Distinguishing Four HCV Genotypes by Loop Mediated Isothermal Amplification Assay.

Abstract

Genotyping of hepatitis C virus (HCV) is of great significance for clinical diagnosis and treatment. The object of this work was to establish a loop-mediated isothermal amplification (LAMP) method for four subtypes of HCV prevalent in China. Gene sequences of HCV-1b, 2a, 3, and 6a were downloaded from Genebank. Primer sets of the four HCV subtypes for LAMP method were designed by Primer Explorer V.4. LAMP reactions were performed at 65°C for 60 minutes. Sera of HCV-1b, 2a, 3, and 6a, HBV-A, HBV-B, HIV-1, HIV-2 and HAV, synthesized nucleic acid of HCV-4a, and 5a were used for evaluation of LAMP performance.

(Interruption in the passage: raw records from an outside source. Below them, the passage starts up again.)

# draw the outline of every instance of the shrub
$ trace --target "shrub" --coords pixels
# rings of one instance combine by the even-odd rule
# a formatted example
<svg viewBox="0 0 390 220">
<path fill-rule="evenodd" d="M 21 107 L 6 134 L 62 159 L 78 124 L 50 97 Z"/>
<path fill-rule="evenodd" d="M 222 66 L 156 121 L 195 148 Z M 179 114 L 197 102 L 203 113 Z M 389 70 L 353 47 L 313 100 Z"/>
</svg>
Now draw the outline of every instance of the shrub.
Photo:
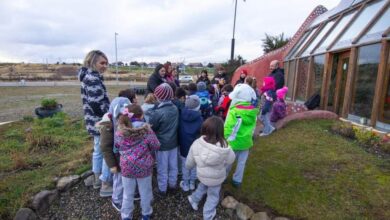
<svg viewBox="0 0 390 220">
<path fill-rule="evenodd" d="M 44 109 L 52 110 L 57 108 L 57 100 L 50 99 L 50 98 L 44 98 L 41 101 L 41 106 Z"/>
<path fill-rule="evenodd" d="M 355 132 L 353 130 L 353 126 L 351 122 L 336 121 L 332 125 L 331 129 L 333 132 L 341 136 L 352 138 L 352 139 L 355 138 Z"/>
<path fill-rule="evenodd" d="M 363 128 L 354 128 L 355 137 L 359 144 L 365 147 L 376 147 L 380 144 L 380 137 L 374 132 L 365 130 Z"/>
</svg>

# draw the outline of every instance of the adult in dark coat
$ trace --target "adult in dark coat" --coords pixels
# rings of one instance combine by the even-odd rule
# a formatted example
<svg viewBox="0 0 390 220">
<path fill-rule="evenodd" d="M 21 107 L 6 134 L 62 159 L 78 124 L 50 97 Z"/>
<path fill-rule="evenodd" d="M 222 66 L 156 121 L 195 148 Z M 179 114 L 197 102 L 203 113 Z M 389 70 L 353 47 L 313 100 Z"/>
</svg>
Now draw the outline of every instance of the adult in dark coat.
<svg viewBox="0 0 390 220">
<path fill-rule="evenodd" d="M 269 64 L 269 69 L 271 73 L 268 76 L 273 77 L 275 80 L 275 91 L 283 88 L 284 86 L 284 69 L 279 68 L 279 61 L 273 60 Z"/>
<path fill-rule="evenodd" d="M 146 85 L 146 88 L 148 90 L 147 93 L 153 93 L 157 86 L 166 82 L 166 79 L 164 78 L 165 73 L 166 69 L 164 68 L 164 65 L 159 64 L 156 66 L 153 74 L 149 77 L 148 83 Z"/>
<path fill-rule="evenodd" d="M 212 84 L 219 84 L 219 80 L 224 79 L 225 83 L 228 83 L 228 77 L 225 73 L 225 69 L 223 67 L 218 68 L 217 74 L 214 76 L 213 80 L 211 80 Z"/>
</svg>

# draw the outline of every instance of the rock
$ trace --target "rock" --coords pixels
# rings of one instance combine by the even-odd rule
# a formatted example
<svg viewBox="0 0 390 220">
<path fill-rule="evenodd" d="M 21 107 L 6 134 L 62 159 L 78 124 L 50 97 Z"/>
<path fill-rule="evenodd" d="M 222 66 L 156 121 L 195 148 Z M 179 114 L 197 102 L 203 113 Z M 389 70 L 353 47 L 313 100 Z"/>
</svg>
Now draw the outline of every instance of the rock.
<svg viewBox="0 0 390 220">
<path fill-rule="evenodd" d="M 16 213 L 14 220 L 36 220 L 38 219 L 35 212 L 29 208 L 21 208 Z"/>
<path fill-rule="evenodd" d="M 290 220 L 289 218 L 286 217 L 276 217 L 274 220 Z"/>
<path fill-rule="evenodd" d="M 71 175 L 61 177 L 57 182 L 57 189 L 60 191 L 66 191 L 80 180 L 79 175 Z"/>
<path fill-rule="evenodd" d="M 93 185 L 93 183 L 94 183 L 94 181 L 95 181 L 95 176 L 89 176 L 89 177 L 87 177 L 85 180 L 84 180 L 84 185 L 85 186 L 92 186 Z"/>
<path fill-rule="evenodd" d="M 226 209 L 235 209 L 236 206 L 238 204 L 238 201 L 235 200 L 233 197 L 231 196 L 227 196 L 225 197 L 223 200 L 222 200 L 222 207 L 226 208 Z"/>
<path fill-rule="evenodd" d="M 81 179 L 86 179 L 87 177 L 89 177 L 89 176 L 91 176 L 91 175 L 93 175 L 92 170 L 88 170 L 88 171 L 84 172 L 83 174 L 81 174 L 81 175 L 80 175 L 80 178 L 81 178 Z"/>
<path fill-rule="evenodd" d="M 236 213 L 239 219 L 247 220 L 250 219 L 255 212 L 249 206 L 240 202 L 236 206 Z"/>
<path fill-rule="evenodd" d="M 266 212 L 257 212 L 252 215 L 251 220 L 271 220 Z"/>
<path fill-rule="evenodd" d="M 49 209 L 50 204 L 58 198 L 58 190 L 43 190 L 36 194 L 33 198 L 31 208 L 33 208 L 38 215 L 44 213 Z"/>
</svg>

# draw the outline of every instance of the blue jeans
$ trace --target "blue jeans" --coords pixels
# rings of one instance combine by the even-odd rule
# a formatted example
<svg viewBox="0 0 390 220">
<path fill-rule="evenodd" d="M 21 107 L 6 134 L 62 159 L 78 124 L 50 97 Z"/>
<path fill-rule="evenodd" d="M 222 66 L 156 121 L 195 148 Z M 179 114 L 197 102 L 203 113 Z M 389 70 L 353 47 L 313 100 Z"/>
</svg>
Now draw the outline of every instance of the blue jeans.
<svg viewBox="0 0 390 220">
<path fill-rule="evenodd" d="M 218 186 L 206 186 L 203 183 L 198 184 L 195 192 L 191 194 L 191 199 L 195 203 L 199 204 L 204 194 L 207 193 L 206 202 L 203 206 L 203 219 L 211 220 L 217 214 L 216 207 L 219 202 L 219 192 L 221 191 L 221 185 Z"/>
<path fill-rule="evenodd" d="M 127 178 L 122 176 L 123 184 L 123 202 L 121 208 L 121 217 L 133 218 L 134 194 L 136 186 L 141 196 L 142 215 L 151 215 L 153 213 L 152 200 L 152 175 L 145 178 Z"/>
<path fill-rule="evenodd" d="M 157 151 L 157 182 L 158 189 L 166 192 L 176 187 L 177 182 L 177 147 L 168 151 Z"/>
<path fill-rule="evenodd" d="M 237 165 L 236 165 L 236 171 L 233 174 L 233 181 L 237 183 L 241 183 L 244 177 L 245 164 L 246 164 L 246 160 L 248 159 L 249 150 L 234 151 L 234 154 L 236 155 Z M 233 164 L 227 166 L 226 175 L 229 175 L 232 166 Z"/>
<path fill-rule="evenodd" d="M 110 168 L 104 161 L 102 151 L 100 150 L 100 135 L 93 136 L 92 172 L 101 173 L 99 178 L 103 182 L 112 181 Z"/>
</svg>

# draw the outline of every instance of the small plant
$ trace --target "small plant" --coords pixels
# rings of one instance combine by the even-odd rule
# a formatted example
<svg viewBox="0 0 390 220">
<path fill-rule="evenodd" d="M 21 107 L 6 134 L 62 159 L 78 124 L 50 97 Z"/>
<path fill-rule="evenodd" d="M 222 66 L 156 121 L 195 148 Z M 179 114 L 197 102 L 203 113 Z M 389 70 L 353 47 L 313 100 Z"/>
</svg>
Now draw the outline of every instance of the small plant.
<svg viewBox="0 0 390 220">
<path fill-rule="evenodd" d="M 55 100 L 55 99 L 44 98 L 41 101 L 42 108 L 46 109 L 46 110 L 56 109 L 57 105 L 58 105 L 58 103 L 57 103 L 57 100 Z"/>
</svg>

For specificity evaluation, each primer set for HCV-1b, 2a, 3, and 6a was tested with all kinds of sera. Each serum of the above 4 HCV subtypes was diluted and aliquoted into 10 parts. RNA was subsequently extracted, which was detected by LAMP and Real-time PCR to verify limit of detection (LOD). The LAMP assay established in this study could detect and distinguish HCV-1b, 2a, 3, and 6a. Consistent with gene sequencing methods, specificity of HCV-1b, 2a, 3, and 6a was 100%, 85%, 90%, and 100% detected by LAMP, respectively. The LOD of HCV-1b, 3, and 6a was 1.5 x 103 IU/mL. The LOD of HCV2a was 1.0 x 103 IU/mL with the LAMP method. The LAMP method established in this study is feasible for distinguishing HCV-1b, 2a, 3, and 6a specifically and sensitively.